The water district, which represents 16 counties in South Florida, would finance the deal largely through "certificates of participation," which are similar to bonds. The borrowed money would be repaid over time from property tax revenue.

District officials had previously asserted that they wouldn't have to raise taxes to pay for the project. But Buermann said Friday that he could not make that promise, given the instability in Florida's real estate market.

The fate of the plan could affect the future political prospects of Crist, who is often mentioned as a Republican presidential candidate in 2012 or beyond.

In announcing the buyout, Crist said it was "in the tradition of the great conservationist Teddy Roosevelt."

Some see the move as a way for Crist -- an abortion opponent and gun rights advocate -- to reclaim the mantle of environmentalism for the GOP, and perhaps to redefine a struggling national party.

"This would be a way, if he could pull it off, to maintain his base of support and steal the issue from the Democrats," said Michael Martinez, a political scientist at the University of Florida.

Crist, who was married Friday in St. Petersburg, could not be reached for comment.

Many environmentalists continue to cheer the plan.

U.S. Sugar's vast land holdings lie in the flat, mineral-rich muckland between freshwater Lake Okeechobee to the north and the protected but threatened wetlands to the south.

The water district hopes to store large amounts of water on the property and build artificial filtering marshes that would clean the southward-flowing water of phosphorus, a mineral in fertilizer, that has proven detrimental to the habitats of birds, alligators and other wildlife.

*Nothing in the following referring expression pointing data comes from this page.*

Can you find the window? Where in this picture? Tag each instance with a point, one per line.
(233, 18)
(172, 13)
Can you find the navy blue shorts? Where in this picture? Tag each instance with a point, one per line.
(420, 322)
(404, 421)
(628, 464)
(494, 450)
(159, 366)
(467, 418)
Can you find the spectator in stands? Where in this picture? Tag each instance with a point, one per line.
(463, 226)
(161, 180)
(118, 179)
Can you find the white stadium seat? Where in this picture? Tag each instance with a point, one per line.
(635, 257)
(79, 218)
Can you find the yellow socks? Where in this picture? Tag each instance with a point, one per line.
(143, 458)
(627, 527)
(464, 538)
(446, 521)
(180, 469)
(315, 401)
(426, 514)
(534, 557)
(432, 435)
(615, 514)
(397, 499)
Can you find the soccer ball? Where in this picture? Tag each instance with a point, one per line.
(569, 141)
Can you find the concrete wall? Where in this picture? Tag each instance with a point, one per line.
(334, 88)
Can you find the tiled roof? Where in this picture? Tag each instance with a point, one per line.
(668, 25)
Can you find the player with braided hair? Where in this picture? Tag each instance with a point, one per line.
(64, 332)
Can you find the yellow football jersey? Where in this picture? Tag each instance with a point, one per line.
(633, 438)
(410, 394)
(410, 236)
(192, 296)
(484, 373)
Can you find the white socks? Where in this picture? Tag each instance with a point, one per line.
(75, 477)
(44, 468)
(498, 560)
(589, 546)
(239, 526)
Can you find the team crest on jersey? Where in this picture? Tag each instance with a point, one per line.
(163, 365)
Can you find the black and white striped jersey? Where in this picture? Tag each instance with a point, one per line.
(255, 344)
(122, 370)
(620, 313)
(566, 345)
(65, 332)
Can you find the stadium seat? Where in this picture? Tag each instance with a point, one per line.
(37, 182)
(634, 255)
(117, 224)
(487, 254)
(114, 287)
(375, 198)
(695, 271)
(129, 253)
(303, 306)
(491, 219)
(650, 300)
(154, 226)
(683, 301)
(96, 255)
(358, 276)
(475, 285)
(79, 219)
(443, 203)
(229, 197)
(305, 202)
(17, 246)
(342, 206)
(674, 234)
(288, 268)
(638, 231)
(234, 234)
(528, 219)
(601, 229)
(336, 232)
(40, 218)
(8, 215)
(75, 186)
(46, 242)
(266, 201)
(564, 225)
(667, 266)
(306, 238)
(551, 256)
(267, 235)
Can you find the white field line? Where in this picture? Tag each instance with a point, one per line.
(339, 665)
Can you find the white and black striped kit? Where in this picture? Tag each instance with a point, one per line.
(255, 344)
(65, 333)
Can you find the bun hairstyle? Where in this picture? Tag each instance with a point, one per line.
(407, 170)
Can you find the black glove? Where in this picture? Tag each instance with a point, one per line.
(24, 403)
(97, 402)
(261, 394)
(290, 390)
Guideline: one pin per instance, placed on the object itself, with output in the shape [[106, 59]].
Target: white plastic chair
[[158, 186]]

"It's absolutely vital," E. Thom Rumberger, head of the Everglades Trust, said of the deal. "Everything that's ever been done in the Everglades has always been limited because we couldn't intrude into the agriculture."

The state Sugar Cane Growers Cooperative has criticized the deal. The group is worried that the buyout will stifle competition because it would allow U.S. Sugar to lease the land back at below-market rates for seven years before it is turned over for conservation purposes.